You notice that the customer-facing android service is suddenly experiencing an increase in latency on the /api/update-inventory operation.

The /api/get-store operation looks like it was experiencing an error rate spike, but it seems to have resolved, so let’s focus on /api/update-inventory.

You want to find out why, but first, let’s understand what’s shown on this page.

The first thing you might notice is that not all your operations are shown for the service. Only the Key Operations (operations whose performance is strategic to the health of your system) are listed. By default, Lightstep selects ingress operations (the first operations handling external requests from outside that service) as your Key Operations, as they are typically the “endpoints” for your service. If something is “wrong” with them, it’s likely to affect everything upstream (in this case, your customer).

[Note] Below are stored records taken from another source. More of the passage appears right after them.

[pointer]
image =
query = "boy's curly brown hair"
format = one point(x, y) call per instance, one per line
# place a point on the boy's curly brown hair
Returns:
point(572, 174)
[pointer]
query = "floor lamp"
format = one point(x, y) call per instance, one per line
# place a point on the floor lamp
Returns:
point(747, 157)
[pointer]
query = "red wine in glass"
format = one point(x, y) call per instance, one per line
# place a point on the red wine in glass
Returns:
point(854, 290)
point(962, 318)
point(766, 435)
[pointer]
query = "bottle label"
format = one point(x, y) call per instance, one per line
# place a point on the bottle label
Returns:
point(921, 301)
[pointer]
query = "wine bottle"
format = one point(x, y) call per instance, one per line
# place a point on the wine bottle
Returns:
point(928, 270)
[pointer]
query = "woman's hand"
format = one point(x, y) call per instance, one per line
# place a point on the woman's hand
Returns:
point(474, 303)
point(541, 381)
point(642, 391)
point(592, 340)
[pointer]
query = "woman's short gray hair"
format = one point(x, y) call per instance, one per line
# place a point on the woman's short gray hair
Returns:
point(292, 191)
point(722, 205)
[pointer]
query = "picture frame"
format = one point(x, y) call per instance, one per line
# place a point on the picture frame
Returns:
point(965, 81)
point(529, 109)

Ok, so you can see the performance of your Key Operations. But how do you know which ones are really experiencing issues? Not all latency regressions are actually an issue - sometimes, they’re just a blip. Lightstep actually measures and records the amount of change over time for you and surfaces that degree of change in a few ways.

First, the operations are ordered by the magnitude of change, from highest to lowest across the three measures (latency, error rate, and operation rate). Second, Lightstep displays change bars (like thermometers) representing the degree of change for each of these measures. The more yellow in the bar, the more change that has happened.

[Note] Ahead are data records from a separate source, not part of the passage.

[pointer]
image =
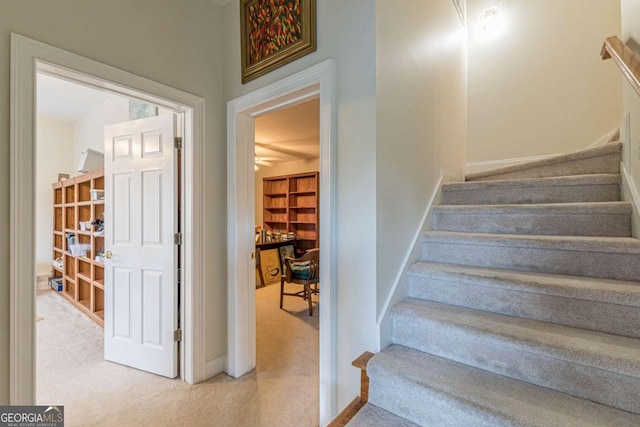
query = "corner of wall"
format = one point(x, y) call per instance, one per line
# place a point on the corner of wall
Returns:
point(398, 291)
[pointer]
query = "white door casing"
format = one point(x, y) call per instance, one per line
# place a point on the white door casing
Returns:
point(140, 222)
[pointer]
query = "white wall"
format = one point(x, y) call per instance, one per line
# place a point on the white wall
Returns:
point(541, 87)
point(346, 33)
point(163, 40)
point(421, 120)
point(285, 168)
point(55, 142)
point(631, 99)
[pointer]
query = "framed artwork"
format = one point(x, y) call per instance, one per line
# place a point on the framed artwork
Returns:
point(270, 266)
point(274, 33)
point(461, 7)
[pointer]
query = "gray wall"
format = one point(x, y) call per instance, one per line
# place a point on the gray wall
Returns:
point(540, 87)
point(163, 40)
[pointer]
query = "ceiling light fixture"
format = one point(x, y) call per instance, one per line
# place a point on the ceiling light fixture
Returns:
point(490, 23)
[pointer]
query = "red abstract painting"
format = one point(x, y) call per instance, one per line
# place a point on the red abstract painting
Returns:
point(272, 26)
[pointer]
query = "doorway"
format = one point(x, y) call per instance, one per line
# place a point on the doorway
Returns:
point(314, 82)
point(29, 57)
point(112, 164)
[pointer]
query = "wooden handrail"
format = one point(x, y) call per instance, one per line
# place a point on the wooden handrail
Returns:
point(350, 411)
point(625, 59)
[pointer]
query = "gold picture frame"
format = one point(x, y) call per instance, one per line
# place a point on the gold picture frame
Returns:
point(275, 33)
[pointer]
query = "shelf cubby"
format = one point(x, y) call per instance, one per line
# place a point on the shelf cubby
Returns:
point(290, 204)
point(83, 278)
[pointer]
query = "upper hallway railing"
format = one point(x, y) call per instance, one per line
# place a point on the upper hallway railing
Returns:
point(625, 59)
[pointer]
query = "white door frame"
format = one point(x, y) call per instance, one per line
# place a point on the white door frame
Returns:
point(316, 81)
point(27, 57)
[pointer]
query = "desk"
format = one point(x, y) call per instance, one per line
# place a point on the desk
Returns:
point(270, 245)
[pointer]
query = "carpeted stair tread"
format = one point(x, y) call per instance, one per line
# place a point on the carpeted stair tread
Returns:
point(430, 390)
point(567, 189)
point(602, 159)
point(607, 352)
point(373, 416)
point(572, 180)
point(610, 258)
point(621, 245)
point(616, 292)
point(611, 219)
point(596, 304)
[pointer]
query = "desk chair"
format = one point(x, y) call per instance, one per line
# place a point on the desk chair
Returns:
point(304, 271)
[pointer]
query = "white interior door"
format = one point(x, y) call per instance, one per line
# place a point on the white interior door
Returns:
point(140, 221)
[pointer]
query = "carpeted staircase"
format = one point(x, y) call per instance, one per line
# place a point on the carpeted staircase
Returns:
point(525, 307)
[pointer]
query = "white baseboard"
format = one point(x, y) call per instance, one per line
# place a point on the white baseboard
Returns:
point(474, 167)
point(215, 367)
point(612, 136)
point(397, 291)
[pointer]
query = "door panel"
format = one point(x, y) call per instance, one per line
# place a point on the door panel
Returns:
point(140, 220)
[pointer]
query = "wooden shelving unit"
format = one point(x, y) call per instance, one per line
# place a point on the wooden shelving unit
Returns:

More About How Lightstep Measures Change

When determining what has changed in your services, Lightstep compares the SLI of the baseline SLI timeseries to the comparison SLI timeseries. Those time periods are determined using the data currently visible in the charts.

You can change the amount of time displayed using the time period dropdown at the top right of the page.

The baseline and comparison time periods are determined as follows:

If there is one or more deployment markers visible:

  • For latency and error rates, Lightstep compares the performance after the selected version to performance in all other versions.
  • For operation rate, Lightstep compares the rate before the deployment marker to after the deployment marker.

If there are no deployment markers visible:
Lightstep compares the performance of the first half of the time period to the second half.

Only changes that are relative (i.e. a change of 10ms to 500ms is ranked higher than one of 1s to 2s) are considered. The yellow bars on the sparkline chart indicate the amount of change. Lightstep measures two aspects of change: size and continuity. A full bar indicates that a large, sustained change has happened. Smaller bars indicate either a smaller change or one that did not last for the full time period.

The yellow bar means that an SLI had an objectively large change, regardless of service or operation. Lightstep’s algorithm runs on each SLI independently. For example, when the bar displays for an operation’s latency, that means latency has changed – not that its change was greater compared to the other SLIs.

Expandable end

What we know so far:

  • There’s a latency spike in the /api/update-inventory operation. This is an ingress operation on a service that is surfaced directly to the customer.
  • The change bar tell us that the latency is an anomaly - it’s not something that repeatedly happened in the recent past.
  • There wasn’t a deployment of the android service. If there was, Lightstep would display deployment markers in the chart.

Let’s start the investigation of the latency by comparing performance from the regression with a time range where we know things were Ok. We still don’t know where the issue is coming from (it could be from this operation, but it might also be deep in the stack, bubbling up to this operation).

What about the Metrics shown at the top of the page?

Lightstep displays machine metrics for the service at the top of the page in an accordion (the metrics displayed depend on the language of your instrumentation). Often, the performance of your hardware can contribute to latency as much as the code that’s deployed on it. By being able to see how your infrastructure is performing, you can quickly deduce whether or not you have an infrastructure problem instead of a code problem.

Expandable end


What Did We Learn?

  • Lightstep shows you performance sparkline charts (latency, error rate, and operation rate) for the Key (ingress) Operations on a service.
  • Lightstep measures the amount of change for you. No need to guess whether a change is a problem.